Cancer johngarthi

Scientific classification
- Domain: Eukaryota
- Kingdom: Animalia
- Phylum: Arthropoda
- Class: Malacostraca
- Order: Decapoda
- Suborder: Pleocyemata
- Infraorder: Brachyura
- Family: Cancridae
- Genus: Cancer
- Species: C. johngarthi
- Binomial name: Cancer johngarthi Carvacho, 1989

= Cancer johngarthi =

- Authority: Carvacho, 1989

Species of crab

Cancer johngarthi is a species of crab that lives in the eastern Pacific Ocean from Mexico to Panama. It was separated from C. porteri in 1989, and is the subject of a small-scale fishery off Baja California.

==Distribution==
C. johngarthi lives along the Pacific coast of Mexico and Central America, from 29°N at Isla Guadalupe to 7°N in Panama, including southern parts of the Gulf of California (Sea of Cortez).

==Description and taxonomic history==
C. johngarthi was only recognised as a separate species in 1989, its members having previously been treated under C. porteri. The specific epithet commemorates John Shrader Garth of the University of Southern California; Garth had recorded "C. porteri" from Sinaloa, Mexico, in 1961. It differs from C. porteri chiefly in the "paper shell" texture of the carapace. C. johngarthi also has longer legs and stouter claws, although the differences in claws are not clear in juveniles, due to differences in allometry.

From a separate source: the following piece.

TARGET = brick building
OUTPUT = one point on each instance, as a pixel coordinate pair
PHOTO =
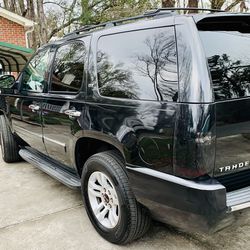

According to data from experimental fisheries, captured males varied in size from a carapace width of 98 mm to 176 mm, while females were slightly smaller, at 87–153 mm.

==Fishery==
In 2004, the government of Mexico approved a trial fishery for C. johngarthi off the Baja California peninsula, initially restricted to two fishing vessels, with only one of the two actually engaging in fishing for C. johngarthi. The fishery consists of truncated conical crab pots, each 60 cm tall, and tapering from 150 cm at the base to 75 cm at the top. They are placed 30–40 m apart at depths of 100–400 m. The catch per unit effort decreases the longer the traps are left in place, and the majority of the crabs caught in the traps was male.